Between ruling Tyrese Haliburton out and eulogizing his friend and NBA legend Bill Walton, Rick Carlisle gave due credit to someone he overlooked Saturday night.
Remember that crazy football play the Pacers ran at the end of Game 3 that almost worked? The inbounds play where three, four Pacer players lined up like wide receivers, ran crossing routes downhill, confusing the Celtics? Aaron Nesmith broke free in the corner, had an open look at a game-tying 3 and nearly made it?
OK. After the game, I asked Carlisle about the play, and he said assistant coach Mike Weiner came up with it.
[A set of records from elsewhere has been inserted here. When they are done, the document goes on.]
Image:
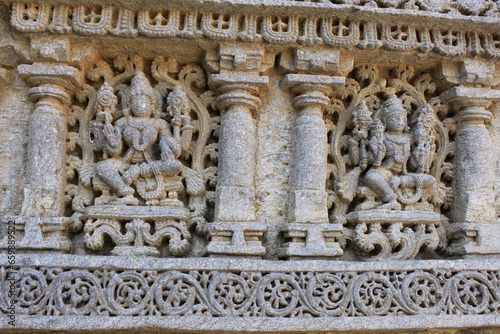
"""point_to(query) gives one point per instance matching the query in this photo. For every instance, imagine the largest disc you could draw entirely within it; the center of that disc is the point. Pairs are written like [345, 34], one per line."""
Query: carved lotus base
[35, 234]
[236, 239]
[311, 240]
[131, 229]
[395, 235]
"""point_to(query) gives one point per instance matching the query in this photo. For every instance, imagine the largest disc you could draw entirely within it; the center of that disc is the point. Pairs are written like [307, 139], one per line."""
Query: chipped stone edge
[198, 324]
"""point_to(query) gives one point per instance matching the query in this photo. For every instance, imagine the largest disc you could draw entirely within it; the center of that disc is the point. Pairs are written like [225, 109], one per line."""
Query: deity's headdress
[392, 107]
[140, 86]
“I mean, we’ve had (the play) for a while…do you want me to just hand you our playbook,” Carlisle said Saturday. “It’s a play that was conceived by (Pacers assistant coach) Mike Weinar, who came up with it. We’ve used it a couple times over the last couple of years and gotten pretty good looks on it. If the same situation happens next game, we’ll use something a little bit different and hope we get the same kind of look.”
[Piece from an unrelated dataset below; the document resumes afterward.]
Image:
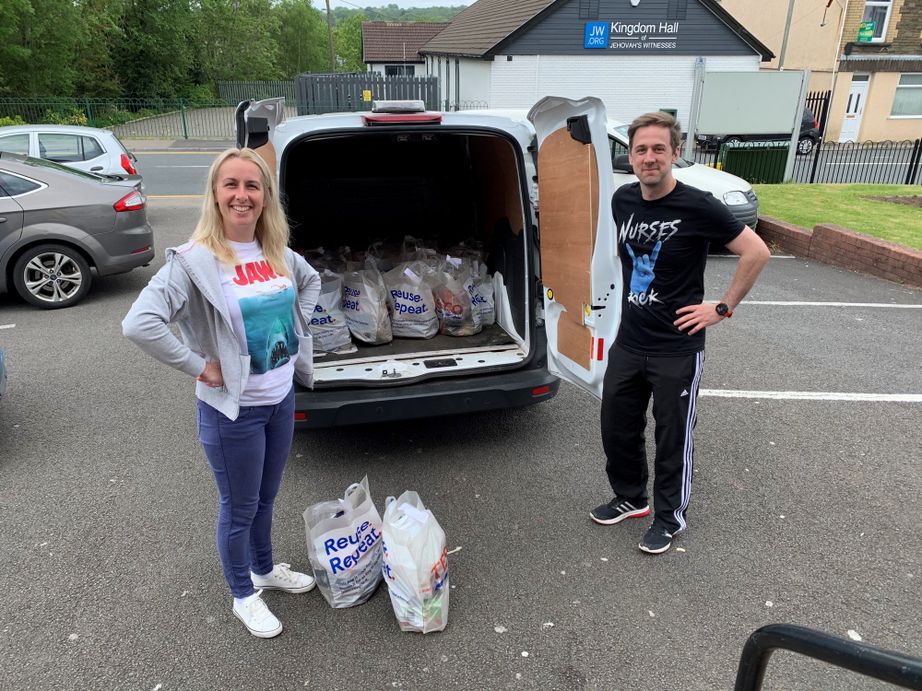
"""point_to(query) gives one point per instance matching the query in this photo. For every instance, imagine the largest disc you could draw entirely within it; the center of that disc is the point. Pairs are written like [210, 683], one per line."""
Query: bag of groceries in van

To Carlisle’s credit, he corrected the record Monday. It was actually assistant Jenny Boucek, one of the handful of female assistant coaches in the NBA, who introduced the play to the Pacers.
“I misspoke…and Mike came to me after the game and insisted that I correct that,” Carlisle said, in telling assembled reporters it was Boucek’s play.
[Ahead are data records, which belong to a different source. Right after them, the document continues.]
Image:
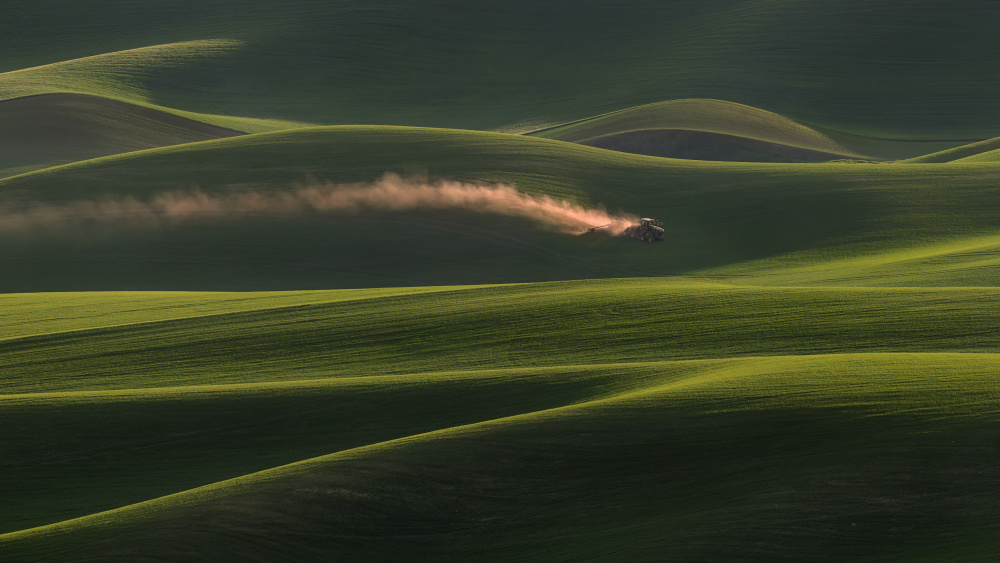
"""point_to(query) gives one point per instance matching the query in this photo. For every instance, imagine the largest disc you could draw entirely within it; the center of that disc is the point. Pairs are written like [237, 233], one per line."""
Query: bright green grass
[39, 313]
[971, 261]
[450, 64]
[42, 131]
[718, 215]
[553, 324]
[120, 76]
[985, 156]
[713, 116]
[964, 153]
[813, 457]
“It’s an interesting story, it was born of the experience she had playing flag football,” Carlisle said. “Her and Sue Bird had talked about that concept of the play, using some football-type concepts to try and get a good look late in the game.”
Boucek, 50, is the former coach of the Seattle Storm in the WNBA and a close friend to Bird, the women’s basketball legend. She also played flag football when she worked as an assistant coach for the Miami Sol two decades ago, and from there she developed the concept of the play the Pacers ran.
To her credit, she said Weiner suggested the Pacers run the play against Boston.